Ero molto giovane e questo Genoa – dove in squadra c’erano i vari Lonardi, Maselli, Rossetti, Rivara, Ferrari, Bittolo, Turone, Perotti – si presentò in questa ultima giornata di campionato come ultimo in classifica, però ci fu la solita marea di tifosi che partirono per andare a vederlo giocare a Reggio Emilia. Di solito, soprattutto quando si andava lì, si faceva qualche gita culinaria: arrivammo in questo ristorante alle 11.30, ci fecero entrare, però siccome eravamo tanti non finimmo all’una come avevamo previsto ma circa alle 13.30. Andammo al Giglio di Reggio Emilia, tutti cantavano e non c’era pericolo perché la Reggiana era ad uno o due punti più del Genoa. C’era anche il Piacenza che aveva due punti.

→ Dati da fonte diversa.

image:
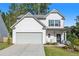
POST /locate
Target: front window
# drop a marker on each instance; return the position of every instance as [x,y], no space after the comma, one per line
[51,22]
[54,22]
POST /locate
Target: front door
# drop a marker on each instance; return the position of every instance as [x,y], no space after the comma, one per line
[58,38]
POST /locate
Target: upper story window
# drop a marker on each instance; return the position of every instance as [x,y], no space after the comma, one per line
[54,22]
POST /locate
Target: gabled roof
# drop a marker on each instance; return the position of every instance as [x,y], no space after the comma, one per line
[28,15]
[56,11]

Con la partita da giocare mancavano ancora tre giornate al termine: erano le partite dell’era dei due punti e non dei tre. Su questi pullman c’erano sempre le stesse persone di Borgoratti, in particolare c’era una famiglia di Bavari: quella del vigile Cossu, con moglie e due figli al seguito. Arriviamo al Giglio, prima avevamo fatto la raccolta a tavola per comprare i biglietti (costavano 2/3mila lire) per dar poi i soldi ad uno che si occupava di prenderli per tutti. Questo va allo sportello e quando torna indietro fa sapere che c’erano solo 45 biglietti. Allora tutti a studiare la soluzione: io ero tra i giovani, quindi uno ha provato a farmi entrare con la scoppola, ma non ero più da scoppola perché avevo 15/16 anni. Ci provammo, ma io non entrai così come le donne della famiglia Cossu.

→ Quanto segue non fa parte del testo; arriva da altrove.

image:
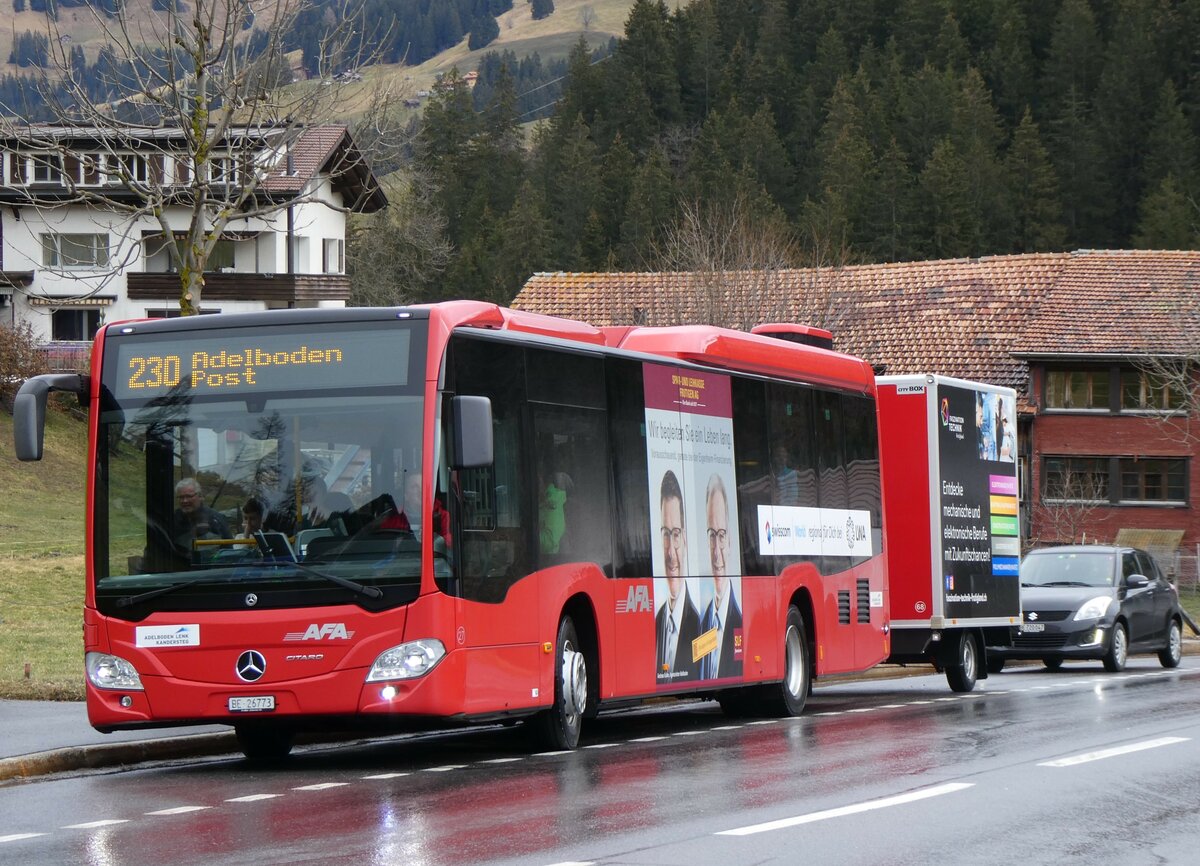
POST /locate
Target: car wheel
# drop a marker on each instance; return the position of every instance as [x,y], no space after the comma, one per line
[1119,649]
[1173,653]
[558,728]
[964,667]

A quel punto intervenneeo Pippo Spagnolo e Calagan e fermarono l’avvocato Bazzani, che in quel momento era al vertice della società. Grasso, una sorta di team manager odierno, disse che avrebbero messo tutto a posto non appena fosse arrivato Bazzani. Entrarono tutti ma rimasi fuori io assieme alle due signore della famiglia Cossu, che aveva dato il biglietto alla persona più anziana. Allora io e le due signore della famiglia Cossu andammo in tribuna: arrivò Grasso dicendo di entrare con Bazzani che ci avrebbe portato in tribuna d’onore. La prima raccomandazione che fece a me era di non far casino, mentre alle signore di tenersi calme: la parola più dolce nei confronti dell’arbitro era “cornuto”. E le signore giurarono che sarebbero state zitte, però era una partita veramente particolare. Andammo in tribuna d’onore, anche se vi era una specie di gemellaggio che penso continui ancora adesso, e dopo cinque minuti tutti quanti gridarono Serie C…“.